Creative Commons has some guidance[1] on how they recommend citing attribution.
Regarding the license, I want to know specifically about the part "If You Share the Licensed Material [...], You must: retain [...] identification of the creator(s) of the Licensed Material and any others designated to receive attribution, in any reasonable manner requested by the Licensor (including by pseudonym if designated);"
I could of course click through 100 individual pages and search whether one of the authors left different attribution instructions, but I would rather not.
The download script generates some "README.dataset.txt" file which states "Provided by Roboflow License: CC BY 4.0", even if the dataset has been created by a different entity, so those files are misleading at best.
Thanks, do you have a suggestion for how we should handle this better?
We’d like to make this as easy as possible for folks to use while giving proper credit to the users who did the hard work labeling and sharing these datasets.
I think the correct way would be to include a LICENSE.txt file in each subdirectory of the individual datasets with '"<dataset title>" <link to dataset> by <author> <link to author> licensed under <license> <link to license text>' and any additional attribution instructions mentioned by the author(s), e.g. BibTeX citation instructions or additional links to institutions, web profiles, etc. The authors should be referred to by their preferred name instead of their full name if they wish so. This assumes that the entire subdirectories belong to the same author. If individual images are by different authors, things might be more complicated.
All these little details might sound petty, but there have been many lawsuits in Germany where photographers uploaded images under some creative commons attribution license and then later sued people for using their images if they forgot to include the title in their attribution. Thankfully, those lawsuits have mostly died down, but it is probably better to be safe than sorry.
* Blog Post: https://blog.roboflow.com/roboflow-100/
* Paper: https://arxiv.org/abs/2211.13523
* Github: https://github.com/roboflow-ai/roboflow-100-benchmark
At Roboflow, we've seen users fine-tune hundreds of thousands of computer vision models on custom datasets.

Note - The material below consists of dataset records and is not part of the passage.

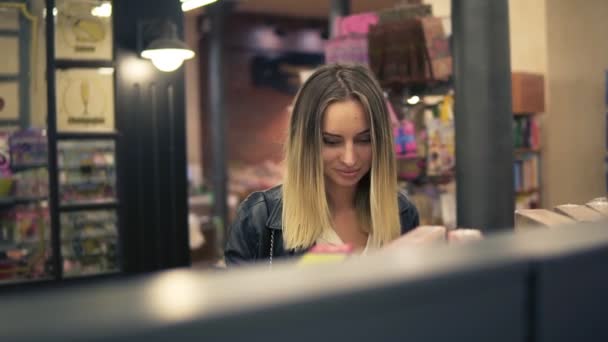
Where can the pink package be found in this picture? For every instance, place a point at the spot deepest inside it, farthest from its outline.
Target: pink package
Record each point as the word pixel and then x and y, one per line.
pixel 357 23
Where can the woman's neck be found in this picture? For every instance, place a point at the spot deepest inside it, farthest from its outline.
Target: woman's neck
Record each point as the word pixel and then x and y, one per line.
pixel 339 197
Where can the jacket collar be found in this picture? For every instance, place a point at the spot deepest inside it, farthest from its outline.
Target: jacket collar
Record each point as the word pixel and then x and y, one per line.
pixel 275 202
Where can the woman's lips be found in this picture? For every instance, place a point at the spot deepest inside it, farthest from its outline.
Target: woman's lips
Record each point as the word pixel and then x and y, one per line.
pixel 348 173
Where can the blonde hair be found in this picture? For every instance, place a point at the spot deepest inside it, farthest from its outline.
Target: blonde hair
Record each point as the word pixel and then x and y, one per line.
pixel 305 209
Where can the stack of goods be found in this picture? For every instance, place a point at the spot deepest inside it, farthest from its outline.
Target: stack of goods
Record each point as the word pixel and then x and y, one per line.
pixel 425 139
pixel 28 162
pixel 87 171
pixel 350 45
pixel 24 215
pixel 564 214
pixel 89 242
pixel 256 177
pixel 402 45
pixel 409 46
pixel 526 176
pixel 526 132
pixel 427 174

We observed that there's a huge disconnect between the types of tasks people are actually trying to perform in the wild and the types of datasets researchers are benchmarking their models on.
Datasets like MS COCO (with hundreds of thousands of images of common objects) are often used in research to compare models' performance, but then those models are used to find galaxies, look at microscope images, or detect manufacturing defects in the wild (often trained on small datasets containing only a few hundred examples). This leads to big discrepancies in models' stated and real-world performance.

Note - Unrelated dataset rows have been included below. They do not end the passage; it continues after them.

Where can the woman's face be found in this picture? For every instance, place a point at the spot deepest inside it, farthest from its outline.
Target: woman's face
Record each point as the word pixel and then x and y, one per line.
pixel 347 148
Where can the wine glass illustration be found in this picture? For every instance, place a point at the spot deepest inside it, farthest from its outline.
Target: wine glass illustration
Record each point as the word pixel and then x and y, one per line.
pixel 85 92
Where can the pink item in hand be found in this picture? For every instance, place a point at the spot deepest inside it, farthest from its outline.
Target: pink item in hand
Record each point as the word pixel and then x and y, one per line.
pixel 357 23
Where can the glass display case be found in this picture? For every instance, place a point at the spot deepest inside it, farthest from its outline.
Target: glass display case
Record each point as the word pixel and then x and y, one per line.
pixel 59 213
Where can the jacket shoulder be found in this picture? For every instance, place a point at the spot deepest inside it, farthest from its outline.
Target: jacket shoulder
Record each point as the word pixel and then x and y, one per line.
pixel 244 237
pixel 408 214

We set out to tackle this problem by creating a new set of datasets that mirror many of the same types of challenges that models will face in the real world. We compiled 100 datasets from our community spanning a wide range of domains, subjects, and sizes.

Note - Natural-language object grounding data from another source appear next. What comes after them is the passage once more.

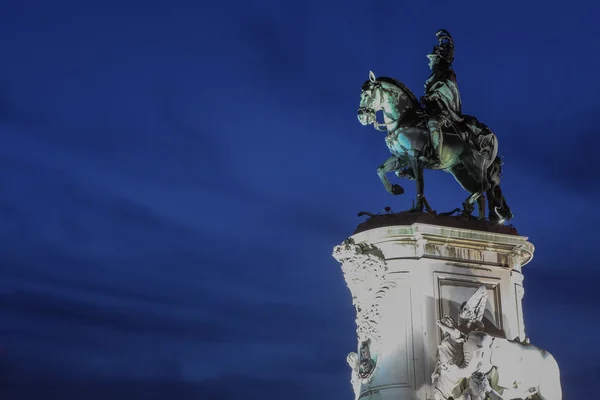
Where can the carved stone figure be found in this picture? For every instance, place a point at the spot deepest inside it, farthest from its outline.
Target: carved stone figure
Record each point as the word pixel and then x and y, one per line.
pixel 365 274
pixel 366 364
pixel 479 389
pixel 435 135
pixel 445 379
pixel 352 360
pixel 523 369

We've benchmarked a couple of models (YOLOv5, YOLOv7, and GLIP) to start, but could use your help measuring the performance of others on this benchmark (check the GitHub for starter scripts showing how to pull the dataset, fine-tune models, and evaluate). We're very interested to learn which models do best in which real-world scenarios & to give researchers a new tool to make their models more useful for solving real-world problems.